We'll now color the training points by their target values to see the pattern.

In [None]:
# Visualize the regression result
fig, (ax1, ax2) = plt.subplots(1, 2, figsize=(16, 6))

# Left plot: Show all points and K nearest neighbors
ax1.scatter(X_train[:,0], X_train[:,1],
           c='steelblue', s=100, alpha=0.3,
           edgecolors='black', linewidths=1, label='Training points')

# Highlight the K nearest neighbors
nearest_neighbors_X = X_train[nearest_indices]
ax1.scatter(nearest_neighbors_X[:,0], nearest_neighbors_X[:,1],
           c='green', s=200, marker='s', alpha=0.7,
           edgecolors='darkgreen', linewidths=2, label=f'{K} Nearest Neighbors')

# Plot test point
ax1.scatter(X_test[:,0], X_test[:,1],
           c='red', s=400, marker='*',
           edgecolors='black', linewidths=2,
           label=f'Test point (predicted: {prediction_numpy:.3f})')

ax1.set_xlabel('Feature 1 ($x_1$)', fontsize=12)
ax1.set_ylabel('Feature 2 ($x_2$)', fontsize=12)
ax1.set_title(f'KNN Regression: Finding Neighbors (K={K})', fontsize=14)
ax1.legend(fontsize=10)
ax1.grid(True, alpha=0.3)
ax1.axis([0, 5, 0, 5])

# Right plot: Show points colored by target values
scatter = ax2.scatter(X_train[:,0], X_train[:,1],
                     c=y_train, cmap='viridis', s=100, alpha=0.6,
                     edgecolors='black', linewidths=1.5)
plt.colorbar(scatter, ax=ax2, label='Target Value')

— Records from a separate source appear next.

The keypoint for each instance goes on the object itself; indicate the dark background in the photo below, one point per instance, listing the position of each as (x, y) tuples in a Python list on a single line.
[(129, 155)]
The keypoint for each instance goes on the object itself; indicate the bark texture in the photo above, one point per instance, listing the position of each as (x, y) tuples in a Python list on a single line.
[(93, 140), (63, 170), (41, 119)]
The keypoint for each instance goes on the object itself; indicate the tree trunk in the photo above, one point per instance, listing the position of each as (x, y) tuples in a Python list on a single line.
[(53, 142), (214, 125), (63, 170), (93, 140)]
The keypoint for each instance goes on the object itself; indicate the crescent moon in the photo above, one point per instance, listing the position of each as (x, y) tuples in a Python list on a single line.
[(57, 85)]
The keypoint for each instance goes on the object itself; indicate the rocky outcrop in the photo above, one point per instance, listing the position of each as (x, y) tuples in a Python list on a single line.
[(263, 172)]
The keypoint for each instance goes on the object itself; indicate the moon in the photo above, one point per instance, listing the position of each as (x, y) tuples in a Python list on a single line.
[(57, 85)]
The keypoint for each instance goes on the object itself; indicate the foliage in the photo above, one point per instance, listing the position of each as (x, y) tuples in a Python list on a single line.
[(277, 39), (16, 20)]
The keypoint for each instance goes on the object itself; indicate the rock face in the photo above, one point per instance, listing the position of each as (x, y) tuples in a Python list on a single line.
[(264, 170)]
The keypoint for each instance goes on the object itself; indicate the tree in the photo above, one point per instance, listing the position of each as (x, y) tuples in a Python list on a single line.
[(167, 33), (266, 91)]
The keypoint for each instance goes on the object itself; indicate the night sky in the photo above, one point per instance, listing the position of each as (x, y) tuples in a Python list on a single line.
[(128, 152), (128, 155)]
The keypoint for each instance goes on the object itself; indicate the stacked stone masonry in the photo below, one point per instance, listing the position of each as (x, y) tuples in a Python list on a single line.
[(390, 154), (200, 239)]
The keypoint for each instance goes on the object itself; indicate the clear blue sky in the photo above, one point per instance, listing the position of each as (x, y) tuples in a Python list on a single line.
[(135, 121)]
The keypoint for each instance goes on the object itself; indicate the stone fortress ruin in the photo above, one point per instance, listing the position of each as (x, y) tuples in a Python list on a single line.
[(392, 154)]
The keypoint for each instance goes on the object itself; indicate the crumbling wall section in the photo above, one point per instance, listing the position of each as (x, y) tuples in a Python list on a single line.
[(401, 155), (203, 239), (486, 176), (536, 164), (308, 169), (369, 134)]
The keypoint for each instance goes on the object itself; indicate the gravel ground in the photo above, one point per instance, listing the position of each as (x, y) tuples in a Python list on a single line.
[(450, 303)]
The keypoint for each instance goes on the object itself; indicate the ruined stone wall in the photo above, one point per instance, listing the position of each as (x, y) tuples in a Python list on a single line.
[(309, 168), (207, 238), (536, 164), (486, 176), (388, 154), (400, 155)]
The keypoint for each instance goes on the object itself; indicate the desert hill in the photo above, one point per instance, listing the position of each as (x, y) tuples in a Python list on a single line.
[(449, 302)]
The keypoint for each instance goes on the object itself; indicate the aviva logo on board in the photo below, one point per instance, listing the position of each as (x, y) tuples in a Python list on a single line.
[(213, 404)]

# Highlight nearest neighbors
ax2.scatter(nearest_neighbors_X[:,0], nearest_neighbors_X[:,1],
           c='red', s=200, marker='s', alpha=0.5,
           edgecolors='darkred', linewidths=2, label=f'{K} Nearest Neighbors')

# Plot test point
ax2.scatter(X_test[:,0], X_test[:,1],
           c='red', s=400, marker='*',
           edgecolors='black', linewidths=2,
           label=f'Test point')

ax2.set_xlabel('Feature 1 ($x_1$)', fontsize=12)
ax2.set_ylabel('Feature 2 ($x_2$)', fontsize=12)
ax2.set_title('Target Values Distribution', fontsize=14)
ax2.legend(fontsize=10)
ax2.grid(True, alpha=0.3)
ax2.axis([0, 5, 0, 5])

plt.tight_layout()
plt.show()

print(f"\nTest point {X_test[0]} prediction: {prediction_numpy:.3f}")
print(f"Based on averaging {K} nearest neighbors:")
for i, val in enumerate(neighbor_values):
    print(f"  Neighbor {i+1}: target = {val:.3f}")
print(f"Average: {prediction_numpy:.3f}")

## Summary

We've walked through all the computational steps of KNN Regression:

1. ✅ **Visualized data** - saw training points in 2D space
2. ✅ **Calculated distances** - computed Euclidean distance from test point to each training point
3. ✅ **Found K nearest neighbors** - used `argsort()` to find indices of 5 closest points
4. ✅ **Made prediction** - used **averaging** of the K neighbors' target values

### Key Difference: Classification vs Regression

| Aspect | Classification | Regression |
|--------|---------------|-----------|
| **Target values** | Discrete classes (0, 1, 2, ...) | Continuous numbers (1.5, 2.3, ...) |
| **Prediction method** | Majority voting | Averaging |
| **Output** | Class label | Continuous value |

### Key NumPy Operations Used:

- **`pairwise_distances(X_test, X_train)`** - efficiently calculates all distances
- **`.ravel()`** - flattens 2D array to 1D
- **`np.argsort(distances)`** - returns indices that would sort the array
- **`array[indices]`** - fancy indexing to select multiple elements
- **`.mean()`** or `np.mean()` - calculates average

### Why Both Approaches?

- **Loop versions** help you understand the logic step-by-step
- **Vectorized versions** are much faster for large datasets

In practice, use vectorized operations, but understanding loops helps you know what's happening under the hood!